Los Angeles voters are making decisions go vote on tuesday Whether the city adopts a so-called “mansion tax” on property sales or transfers above a certain value to pay for affordable housing.
Proposed bill “United to House LA” (ULA) would establish a 4% document transfer tax on the sale or transfer of property worth more than $5 million and less than $10 million, according to city clerk According to the voter information pamphlet.for Sale or transfer of real estate Above $10 million, the proposed tax rate would be 5.5%.
non-profit organizations, eligible affordable housing organizations, Government agency Some others are exempt, according to the wording of the proposal.
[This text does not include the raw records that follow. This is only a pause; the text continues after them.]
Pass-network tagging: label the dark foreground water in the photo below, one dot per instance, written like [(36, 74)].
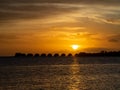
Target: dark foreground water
[(71, 76)]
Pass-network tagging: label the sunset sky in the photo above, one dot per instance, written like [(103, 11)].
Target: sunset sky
[(52, 26)]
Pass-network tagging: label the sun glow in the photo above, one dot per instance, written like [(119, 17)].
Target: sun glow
[(75, 47)]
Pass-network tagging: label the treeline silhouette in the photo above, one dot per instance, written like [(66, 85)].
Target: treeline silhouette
[(81, 54)]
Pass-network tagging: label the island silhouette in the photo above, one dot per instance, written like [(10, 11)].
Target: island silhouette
[(80, 54)]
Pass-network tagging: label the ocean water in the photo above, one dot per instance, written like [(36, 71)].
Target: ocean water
[(69, 76)]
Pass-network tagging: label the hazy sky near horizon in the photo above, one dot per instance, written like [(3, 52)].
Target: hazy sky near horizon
[(54, 25)]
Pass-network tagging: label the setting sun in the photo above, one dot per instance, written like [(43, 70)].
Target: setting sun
[(75, 47)]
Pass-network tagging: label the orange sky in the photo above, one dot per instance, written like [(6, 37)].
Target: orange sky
[(53, 26)]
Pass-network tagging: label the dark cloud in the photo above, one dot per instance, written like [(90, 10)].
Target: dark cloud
[(114, 38), (30, 9)]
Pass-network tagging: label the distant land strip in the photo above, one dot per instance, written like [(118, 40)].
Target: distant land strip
[(81, 54)]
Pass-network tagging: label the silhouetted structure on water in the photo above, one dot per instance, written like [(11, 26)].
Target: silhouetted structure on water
[(81, 54)]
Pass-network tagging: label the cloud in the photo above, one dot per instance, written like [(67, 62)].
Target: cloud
[(40, 9), (114, 38)]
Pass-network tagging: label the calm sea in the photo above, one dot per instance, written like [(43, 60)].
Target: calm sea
[(68, 75)]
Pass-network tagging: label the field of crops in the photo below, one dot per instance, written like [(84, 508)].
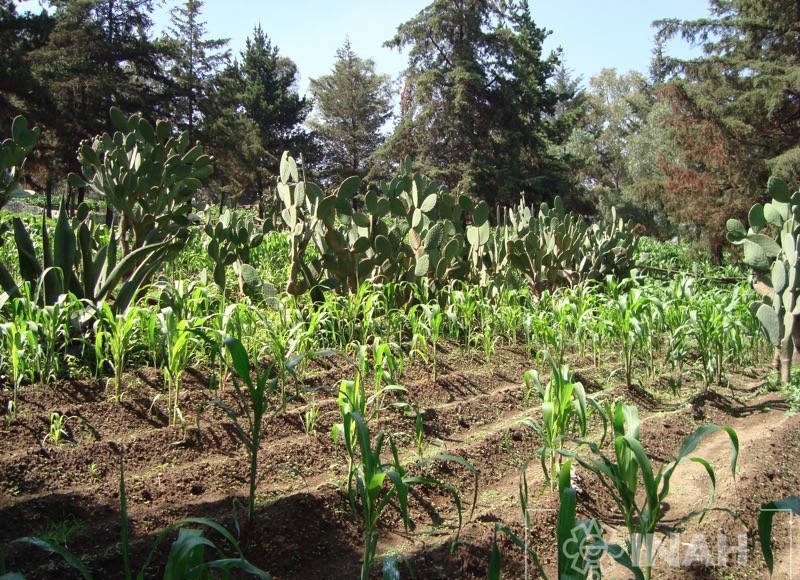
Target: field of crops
[(404, 389)]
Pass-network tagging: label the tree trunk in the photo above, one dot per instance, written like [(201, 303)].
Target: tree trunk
[(786, 350), (48, 195), (796, 340)]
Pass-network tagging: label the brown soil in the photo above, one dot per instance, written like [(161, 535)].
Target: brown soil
[(304, 528)]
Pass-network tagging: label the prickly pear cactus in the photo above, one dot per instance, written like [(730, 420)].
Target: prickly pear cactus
[(771, 245), (558, 248), (13, 153), (229, 242)]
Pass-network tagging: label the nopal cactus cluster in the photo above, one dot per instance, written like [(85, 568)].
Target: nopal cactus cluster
[(409, 229), (771, 246)]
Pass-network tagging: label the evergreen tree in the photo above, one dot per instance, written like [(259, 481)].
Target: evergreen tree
[(480, 111), (270, 98), (19, 93), (97, 55), (352, 104), (736, 109), (195, 61)]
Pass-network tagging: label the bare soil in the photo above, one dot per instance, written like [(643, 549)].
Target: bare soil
[(304, 527)]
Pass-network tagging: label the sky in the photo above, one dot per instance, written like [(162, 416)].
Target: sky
[(594, 34)]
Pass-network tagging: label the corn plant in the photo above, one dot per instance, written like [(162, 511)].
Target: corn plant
[(254, 401), (309, 419), (620, 474), (565, 412), (585, 536), (765, 518), (385, 375), (631, 324), (58, 428), (181, 340), (115, 334), (53, 326), (378, 484), (716, 332), (186, 558), (434, 316), (17, 338), (419, 432)]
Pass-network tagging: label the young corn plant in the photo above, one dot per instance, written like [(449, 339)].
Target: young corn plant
[(435, 317), (565, 413), (309, 419), (181, 341), (17, 337), (115, 337), (630, 323), (385, 375), (255, 392), (58, 428), (621, 473), (378, 484), (766, 516), (579, 543), (187, 558)]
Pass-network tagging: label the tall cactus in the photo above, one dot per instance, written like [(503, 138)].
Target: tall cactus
[(558, 248), (73, 260), (771, 246), (229, 242), (147, 175)]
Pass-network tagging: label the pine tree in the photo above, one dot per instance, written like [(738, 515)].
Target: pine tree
[(97, 55), (481, 112), (195, 61), (736, 109), (270, 98), (352, 104)]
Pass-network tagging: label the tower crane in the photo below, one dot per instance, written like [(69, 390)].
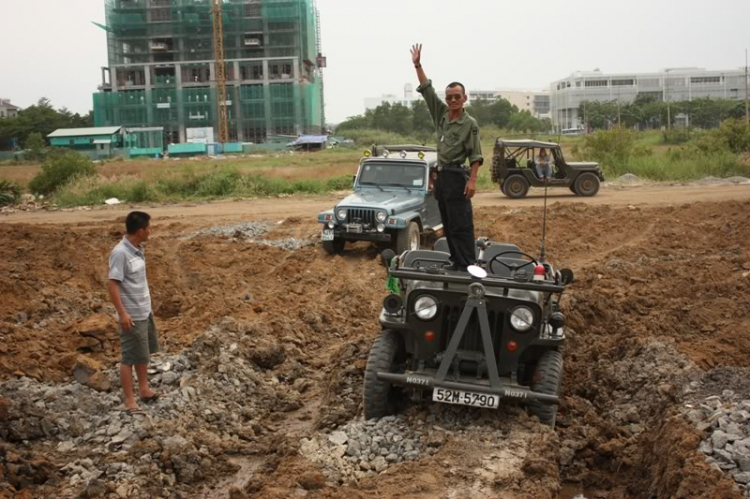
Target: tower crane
[(221, 76)]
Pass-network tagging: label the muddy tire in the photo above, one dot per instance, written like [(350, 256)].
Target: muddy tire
[(515, 187), (380, 398), (408, 238), (546, 379), (587, 184), (335, 247)]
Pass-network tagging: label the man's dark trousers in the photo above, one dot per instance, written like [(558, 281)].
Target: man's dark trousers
[(457, 216)]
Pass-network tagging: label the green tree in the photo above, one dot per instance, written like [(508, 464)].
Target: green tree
[(60, 169)]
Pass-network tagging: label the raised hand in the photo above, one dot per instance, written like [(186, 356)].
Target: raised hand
[(416, 54)]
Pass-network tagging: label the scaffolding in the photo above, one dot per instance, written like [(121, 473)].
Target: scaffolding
[(162, 70)]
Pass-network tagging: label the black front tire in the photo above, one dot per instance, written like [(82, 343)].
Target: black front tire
[(587, 184), (335, 247), (547, 379), (408, 238), (380, 397), (516, 187)]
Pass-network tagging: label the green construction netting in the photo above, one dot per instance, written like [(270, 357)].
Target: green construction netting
[(260, 28), (165, 31), (144, 138)]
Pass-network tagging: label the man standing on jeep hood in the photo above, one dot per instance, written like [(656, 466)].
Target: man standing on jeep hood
[(457, 141)]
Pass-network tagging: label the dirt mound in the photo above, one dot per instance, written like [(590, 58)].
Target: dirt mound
[(266, 339)]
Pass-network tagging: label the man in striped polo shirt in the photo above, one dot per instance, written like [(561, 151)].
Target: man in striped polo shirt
[(128, 288)]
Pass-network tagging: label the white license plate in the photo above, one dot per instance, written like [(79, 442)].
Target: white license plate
[(461, 397)]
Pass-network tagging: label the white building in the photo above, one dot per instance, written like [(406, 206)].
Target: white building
[(8, 110), (534, 101), (669, 85), (408, 97)]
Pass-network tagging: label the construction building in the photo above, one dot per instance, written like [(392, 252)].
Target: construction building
[(163, 73), (8, 110), (669, 85)]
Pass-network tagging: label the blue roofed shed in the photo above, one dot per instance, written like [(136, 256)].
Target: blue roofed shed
[(310, 142), (97, 142)]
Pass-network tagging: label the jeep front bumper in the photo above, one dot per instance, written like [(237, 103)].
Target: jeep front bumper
[(507, 389), (365, 235)]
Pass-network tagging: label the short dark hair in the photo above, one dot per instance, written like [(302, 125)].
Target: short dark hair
[(136, 220), (457, 84)]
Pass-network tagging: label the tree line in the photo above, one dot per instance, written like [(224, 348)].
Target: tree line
[(647, 113), (415, 120), (40, 119)]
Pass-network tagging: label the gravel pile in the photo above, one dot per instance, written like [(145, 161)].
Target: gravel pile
[(248, 230), (362, 447), (724, 421), (253, 232), (219, 399)]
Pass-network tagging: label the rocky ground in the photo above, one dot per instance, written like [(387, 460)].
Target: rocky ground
[(265, 342)]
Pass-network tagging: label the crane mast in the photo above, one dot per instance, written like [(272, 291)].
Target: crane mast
[(221, 77)]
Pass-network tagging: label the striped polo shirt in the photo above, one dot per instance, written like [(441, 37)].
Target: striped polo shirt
[(127, 264)]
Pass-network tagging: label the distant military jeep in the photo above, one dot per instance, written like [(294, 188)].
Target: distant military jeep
[(392, 204), (514, 168)]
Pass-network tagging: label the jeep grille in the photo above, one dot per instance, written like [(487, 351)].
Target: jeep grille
[(365, 216), (472, 340)]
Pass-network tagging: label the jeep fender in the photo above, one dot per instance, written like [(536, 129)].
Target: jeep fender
[(402, 220), (322, 216)]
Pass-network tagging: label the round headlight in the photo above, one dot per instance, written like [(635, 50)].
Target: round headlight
[(425, 307), (522, 319)]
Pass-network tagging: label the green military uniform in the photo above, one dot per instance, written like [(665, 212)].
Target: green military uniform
[(457, 140)]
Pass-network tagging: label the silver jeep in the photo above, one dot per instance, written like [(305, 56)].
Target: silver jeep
[(392, 203)]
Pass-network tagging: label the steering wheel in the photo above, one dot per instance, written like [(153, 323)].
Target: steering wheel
[(511, 267)]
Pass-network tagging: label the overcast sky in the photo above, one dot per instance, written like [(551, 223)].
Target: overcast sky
[(50, 48)]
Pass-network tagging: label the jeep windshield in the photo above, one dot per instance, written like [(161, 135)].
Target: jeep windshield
[(392, 175)]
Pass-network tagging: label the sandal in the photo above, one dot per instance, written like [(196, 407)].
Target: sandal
[(152, 398)]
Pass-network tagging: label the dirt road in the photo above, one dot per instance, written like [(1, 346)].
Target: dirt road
[(309, 206), (266, 339)]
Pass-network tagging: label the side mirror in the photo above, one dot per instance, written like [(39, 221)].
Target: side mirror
[(566, 277), (393, 304), (386, 257)]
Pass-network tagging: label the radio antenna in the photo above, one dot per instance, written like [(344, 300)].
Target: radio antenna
[(544, 223)]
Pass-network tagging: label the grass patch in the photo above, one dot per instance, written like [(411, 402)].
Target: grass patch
[(683, 165), (191, 185)]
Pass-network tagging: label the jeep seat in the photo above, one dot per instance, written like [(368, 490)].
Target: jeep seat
[(425, 258), (442, 245)]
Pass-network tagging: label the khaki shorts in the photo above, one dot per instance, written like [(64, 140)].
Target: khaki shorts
[(139, 342)]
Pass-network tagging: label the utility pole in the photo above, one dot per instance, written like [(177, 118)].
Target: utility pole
[(747, 101), (669, 115)]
According to the voter information brochure, at least 92% of the funds will “fund affordable housing under the Affordable Housing Program and Tenant Assistance Programs under the Homeless Prevention Program.”
City officials of the City of Los Angeles proposed tax It could generate between $600 million and $1.1 billion in revenue annually. However, he said it would “fluctuate” based on how many real estate transactions with value within the tax range actually occur.
a UCLA exam Of the proposals, about 4% of the city’s real estate sales and transfers were found to be affected each year. Nearly three-quarters of the money the proposed tax would raise would come from deals worth more than $10 million, the authors wrote.
Proponents of the Major ULA claim it will help reduce homelessness in cities and protect individuals at risk of becoming homeless. Others argue that it could lead to higher housing prices and increased bureaucracy.
States and other cities have enacted their own versions of so-called “mansion taxes” before.